Introduction
This manual describes the Saturn Vector Unit, a parameterized and extensible vector microarchitecture executing the RISC-V vector extension. Saturn was developed to address an academic need for a representative, compliant, and flexible generator of RISC-V vector units targeting deployment in domain-specialized cores. Saturn is implemented as a parameterized Chisel RTL generator, enabling a range of possible Saturn configurations across many target deployment scenarios. This document discusses the microarchitectural details of all Saturn components.
-
Chapter 1 describes the motivation for Saturn and compares Saturn’s design approach to those of existing data-parallel microarchitecture archetypes
-
Chapter 2 discusses the system organization of Saturn
-
Chapter 3 describes the microarchitecture of Saturn’s vector frontend unit
-
Chapter 4 describes the microarchitecture of Saturn’s vector load-store unit
-
Chapter 5 describes the microarchitecture of Saturn’s datapath and vector instruction sequencers
-
Chapter 6 provides guidance on writing efficient vector code for Saturn
-
Chapter 7 discusses the historical context of Saturn within past academic vector units
Objectives
Saturn was developed with the following objectives:
-
Provide a representative baseline implementation of the RISC-V Vector specification
-
Support full compliance with the complete RVV specification, including support for virtual memory and precise faults
-
Target performant ASIC implementations, rather than FPGA deployments
-
Be sufficiently parameterized to support configurations across a wide power/performance/area design space
-
Demonstrate efficient scheduling of vector operations on a microarchitecture with a short hardware vector length
-
Implement a SIMD-style microarchitecture, comparable to existing SIMD datapaths in DSP microarchitectures
-
Integrate with existing efficient area-compact scalar cores, rather than high-IPC general-purpose cores
-
Support extensibility with custom vector instructions, functional units, and accelerators that leverage the baseline capability in the standard RVV ISA
-
Target deployment as part of a DSP core or similarly domain-specialized core, instead of general-purpose systems
Questions, bug reports, or requests for further documentation can be made to jzh@berkeley.edu.
1. Background
This chapter presents a background discussion of deployment scenarios for data-parallel systems and the dominant architectures in the commercial space for such systems.
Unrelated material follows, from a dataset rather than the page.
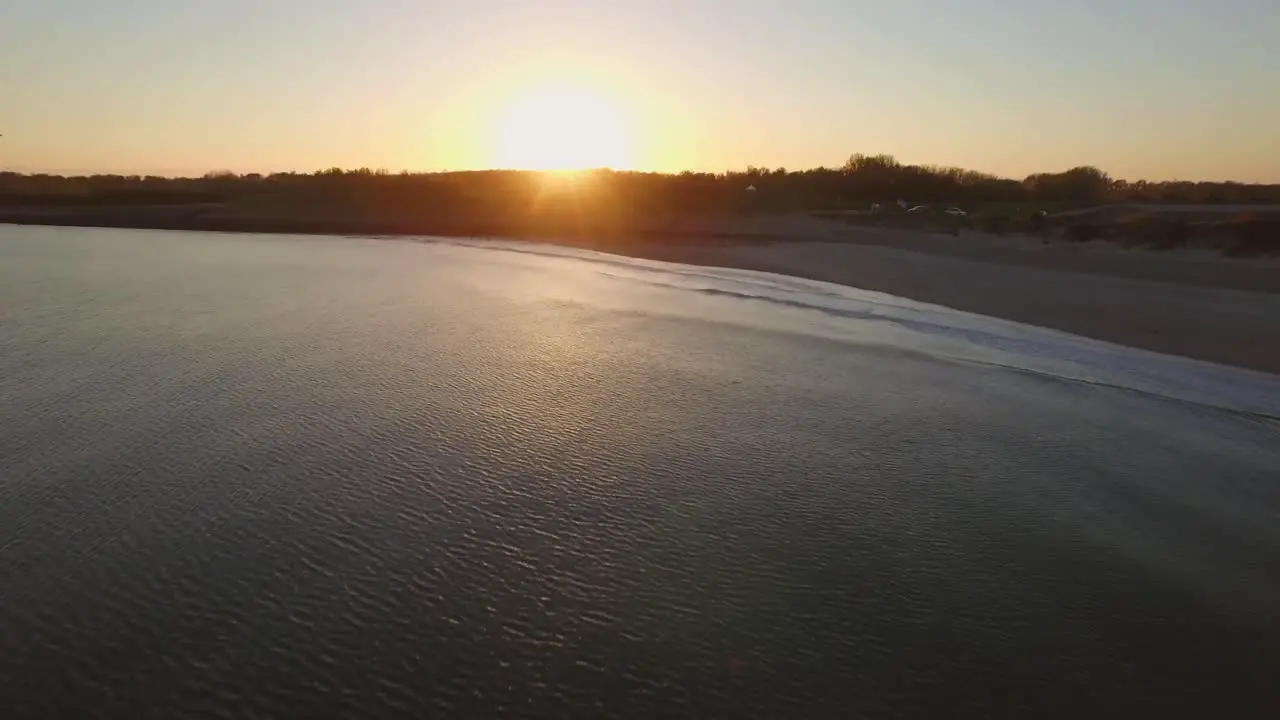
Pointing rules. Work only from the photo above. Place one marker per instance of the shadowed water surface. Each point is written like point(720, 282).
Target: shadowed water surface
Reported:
point(286, 477)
Saturn, as an implementation of a modern scalable vector ISA targeting deployment in specialized cores, fills an underexplored niche in the space of open-source data-parallel microarchitectures. A comparison of Saturn’s microarchitecture philosophy to alternative vector approaches is discussed.
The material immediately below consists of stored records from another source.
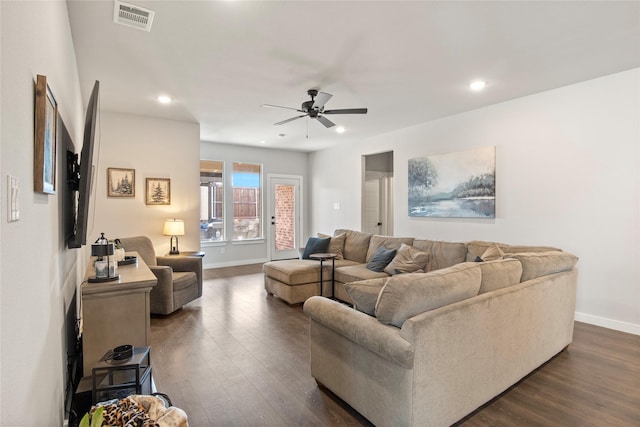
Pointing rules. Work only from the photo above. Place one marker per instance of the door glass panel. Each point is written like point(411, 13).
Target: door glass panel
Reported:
point(285, 225)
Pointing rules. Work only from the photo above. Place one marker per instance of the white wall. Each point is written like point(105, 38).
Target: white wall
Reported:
point(567, 175)
point(38, 274)
point(228, 253)
point(154, 148)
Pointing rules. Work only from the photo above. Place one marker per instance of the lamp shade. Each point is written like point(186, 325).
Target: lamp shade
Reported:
point(173, 227)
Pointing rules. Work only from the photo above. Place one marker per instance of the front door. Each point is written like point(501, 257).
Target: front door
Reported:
point(284, 216)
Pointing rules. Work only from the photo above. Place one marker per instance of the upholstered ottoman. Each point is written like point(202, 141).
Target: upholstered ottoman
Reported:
point(296, 280)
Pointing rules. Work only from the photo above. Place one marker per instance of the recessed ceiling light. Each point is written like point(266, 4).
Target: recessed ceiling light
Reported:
point(478, 85)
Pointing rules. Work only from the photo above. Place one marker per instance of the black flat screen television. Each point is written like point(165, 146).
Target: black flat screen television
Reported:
point(83, 173)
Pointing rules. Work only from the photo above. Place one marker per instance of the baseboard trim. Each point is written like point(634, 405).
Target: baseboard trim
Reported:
point(608, 323)
point(234, 263)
1.1. Data-parallel Workloads
We broadly categorize the range of deployment scenarios and workloads for programmable data-parallel systems into four domains. These categories are differentiated by power/area constraints and workload characteristics. Figure 2 outlines the four deployment domains where DLP-enabled architectures are critical, and the salient architectural and microarchitectural archetypes that have come to dominate each domain.